Lubuk Basung (ANTARA) - Dinas Pendidikan dan Kebudayaan Kabupaten Agam, Sumatera Barat menyatakan proses belajar mengajar (PBM) 58 unit sekolah terdampak bencana hidrometeorologi di daerah itu bergabung ke sekolah terdekat.
"PBM bergabung ke sekolah terdekat tidak jauh dari sekolah utama," kata Kepala Dinas Pendidikan dan Kebudayaan Agam Andri di Lubuk Basung, Senin.
Ia mengatakan selain dialihkan ke sekolah lain, PBM juga dialihkan di tempat yang memungkinkan.
Setelah itu di kelas darurat, tenda darurat dan secara dalam jaringan (Daring).
"Empat strategi itu dilakukan untuk sekolah yang terdampak belum bisa melakukan PBM secara normal. Ini memastikan proses belajar mengajar tetap berjalan," katanya.

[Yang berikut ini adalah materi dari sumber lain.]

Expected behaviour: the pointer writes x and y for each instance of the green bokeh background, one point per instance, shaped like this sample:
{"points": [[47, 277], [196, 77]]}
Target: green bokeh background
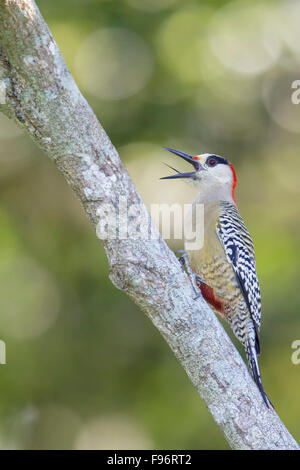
{"points": [[85, 368]]}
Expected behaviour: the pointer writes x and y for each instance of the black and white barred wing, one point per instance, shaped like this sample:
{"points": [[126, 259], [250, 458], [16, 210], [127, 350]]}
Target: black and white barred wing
{"points": [[239, 250]]}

Ia menambahkan ke 58 sekolah itu berasal dari TK, Paud, SD dan SMP yang tersebar di Kecamatan Palembayan, Malalak, Tanjung Raya dan lainnya.

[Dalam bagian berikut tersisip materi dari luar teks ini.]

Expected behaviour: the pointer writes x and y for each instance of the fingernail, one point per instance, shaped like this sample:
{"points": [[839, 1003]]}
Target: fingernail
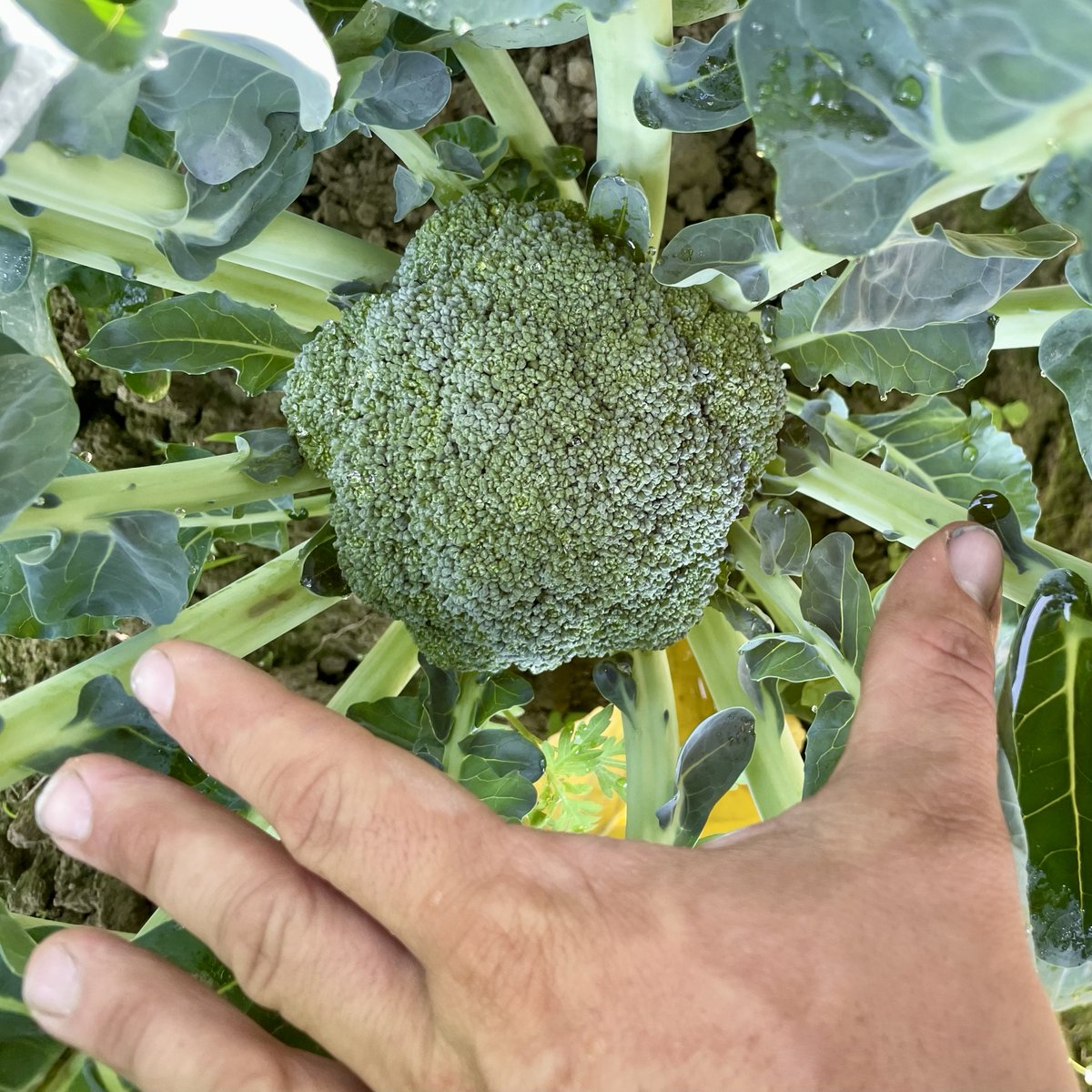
{"points": [[975, 556], [153, 682], [64, 807], [52, 983]]}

Jumlah siswa dari 58 sekolah itu sekitar 1.800 orang.
Bencana banjir bandang, tanah longsor dan banjir melanda daerah itu pada akhir November 2025, mengakibatkan 58 sekolah yang mengalami kerusakan.
Untuk kebutuhan dana dalam memperbaiki fasilitas pendidikan yang rusak Rp24 miliar.
Sekolah yang rusak, telah diajukan bantuan kepada pemerintah pusat, agar sekolah-sekolah ini bisa diperbaiki atau dibangun kembali.
"Kita telah mengajukan perbaikan sekolah ke pemerintah pusat," katanya.